„Tom, wie geht's Dir?" fragte der MAD-Chef.
„Hundemüde, sonst ganz okay so weit."
„Warum humpelst Du? Hat sie Dich, wie soll ich sagen, misshandelt?" fragte Fred besorgt. „Wir hatten ja schon befürchtet, sie würde Dich umbringen."
„Nein, das war sie nicht."
„Was denn? Bist Du gefallen, im Schnee ausgerutscht?"
Wieder blitzten fünf Schafe vor Toms Augen auf. Er schwieg, was der MAD-Chef verdächtig fand. Es war sein Beruf, Geheimnisse aufzuspüren und so bohrte er nach:
„Tom, was ist los? Zieh Dich mal aus."
„Mein Gott, ich hab halt einen Schlag in die Seite gekriegt."
„Zieh Dich aus!"
Widerwillig gehorchte Tom, und als er Jacke, Hose und Hemd ausgezogen hatte, meinte Klaus:
„Autsch. Habt Ihr Euch geprügelt?" Er tippte auf den blauen Fleck in Toms Hüfte, und Tom zuckte. „Das muss ja wehtun.
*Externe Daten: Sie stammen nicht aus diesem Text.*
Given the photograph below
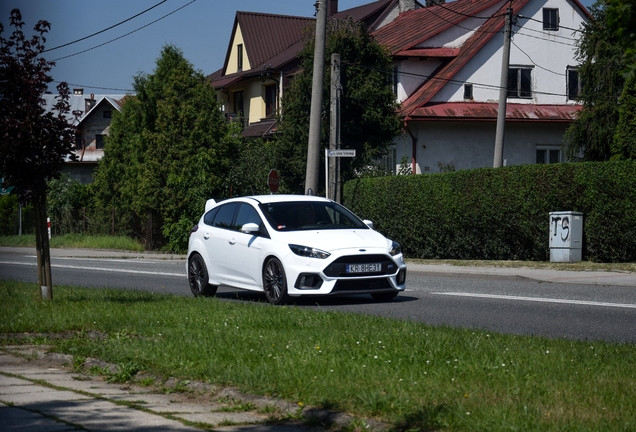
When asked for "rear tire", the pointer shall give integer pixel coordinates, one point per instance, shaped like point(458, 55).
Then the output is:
point(384, 296)
point(274, 282)
point(198, 277)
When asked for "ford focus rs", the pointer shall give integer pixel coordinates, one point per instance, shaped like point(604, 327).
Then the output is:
point(289, 246)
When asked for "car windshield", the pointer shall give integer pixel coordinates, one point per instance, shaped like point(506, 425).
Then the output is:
point(309, 215)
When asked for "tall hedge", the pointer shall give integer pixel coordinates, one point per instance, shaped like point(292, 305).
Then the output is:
point(503, 213)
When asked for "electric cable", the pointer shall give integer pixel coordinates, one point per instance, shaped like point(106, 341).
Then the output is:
point(106, 29)
point(127, 34)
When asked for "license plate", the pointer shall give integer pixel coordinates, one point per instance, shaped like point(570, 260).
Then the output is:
point(364, 268)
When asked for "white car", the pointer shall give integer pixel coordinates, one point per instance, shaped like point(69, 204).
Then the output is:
point(291, 245)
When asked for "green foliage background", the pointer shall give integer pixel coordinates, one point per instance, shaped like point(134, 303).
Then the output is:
point(503, 214)
point(168, 150)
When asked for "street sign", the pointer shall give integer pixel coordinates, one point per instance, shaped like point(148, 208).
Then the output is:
point(341, 153)
point(273, 181)
point(3, 190)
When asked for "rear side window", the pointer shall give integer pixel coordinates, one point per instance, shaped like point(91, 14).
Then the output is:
point(208, 219)
point(247, 214)
point(225, 216)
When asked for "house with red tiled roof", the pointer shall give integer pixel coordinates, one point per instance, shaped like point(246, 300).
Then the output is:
point(91, 116)
point(262, 57)
point(448, 61)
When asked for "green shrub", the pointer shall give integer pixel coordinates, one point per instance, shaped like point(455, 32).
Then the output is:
point(503, 213)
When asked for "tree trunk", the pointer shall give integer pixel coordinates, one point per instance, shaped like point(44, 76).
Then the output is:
point(42, 248)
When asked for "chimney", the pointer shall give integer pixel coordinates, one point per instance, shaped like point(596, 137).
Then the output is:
point(332, 7)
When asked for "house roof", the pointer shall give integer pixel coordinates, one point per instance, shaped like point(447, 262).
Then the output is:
point(414, 27)
point(266, 35)
point(272, 42)
point(488, 111)
point(473, 44)
point(114, 103)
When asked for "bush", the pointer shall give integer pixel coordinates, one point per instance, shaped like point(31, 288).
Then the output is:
point(503, 213)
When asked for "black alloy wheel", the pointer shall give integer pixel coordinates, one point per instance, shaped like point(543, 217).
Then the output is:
point(274, 282)
point(198, 277)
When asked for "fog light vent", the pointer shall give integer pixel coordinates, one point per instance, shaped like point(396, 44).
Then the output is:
point(401, 278)
point(308, 281)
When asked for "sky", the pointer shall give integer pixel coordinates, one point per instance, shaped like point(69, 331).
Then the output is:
point(200, 28)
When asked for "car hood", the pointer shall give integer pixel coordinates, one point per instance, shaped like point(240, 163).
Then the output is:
point(331, 240)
Und dass Du mit dem Ding an Deinem Oberschenkel überhaupt noch laufen kannst. Genau an der Tripolis-Narbe."
„Tom, raus mit der Sprache," befahl der General.
„Das war ein Schafsbock," antwortete Tom kleinlaut. „Ein eifersüchtiger Schafsbock. Und wenn Ihr das jemandem erzählt, töte ich Euch."
Fred und Klaus sahen sich an, und dann brach sich die ganze Anspannung der letzten Stunden in einem unkontrollierbaren Lachanfall Bahn. Tom zog sich wieder an, und plötzlich musste auch er lachen. Als sie sich wieder eingekriegt hatten, sagte Fred:
„Jetzt weiß ich auch, was hier so müffelt. Bevor wir in den Besprechungsraum gehen und Du ganz lieb danke zu den Leuten sagst, die ihr Wochenende für Dich geopfert haben, beantworte mir bitte zwei Fragen. Erstens, wo wart Ihr und was habt Ihr die ganze Zeit gemacht, also von mittags bis nachts?"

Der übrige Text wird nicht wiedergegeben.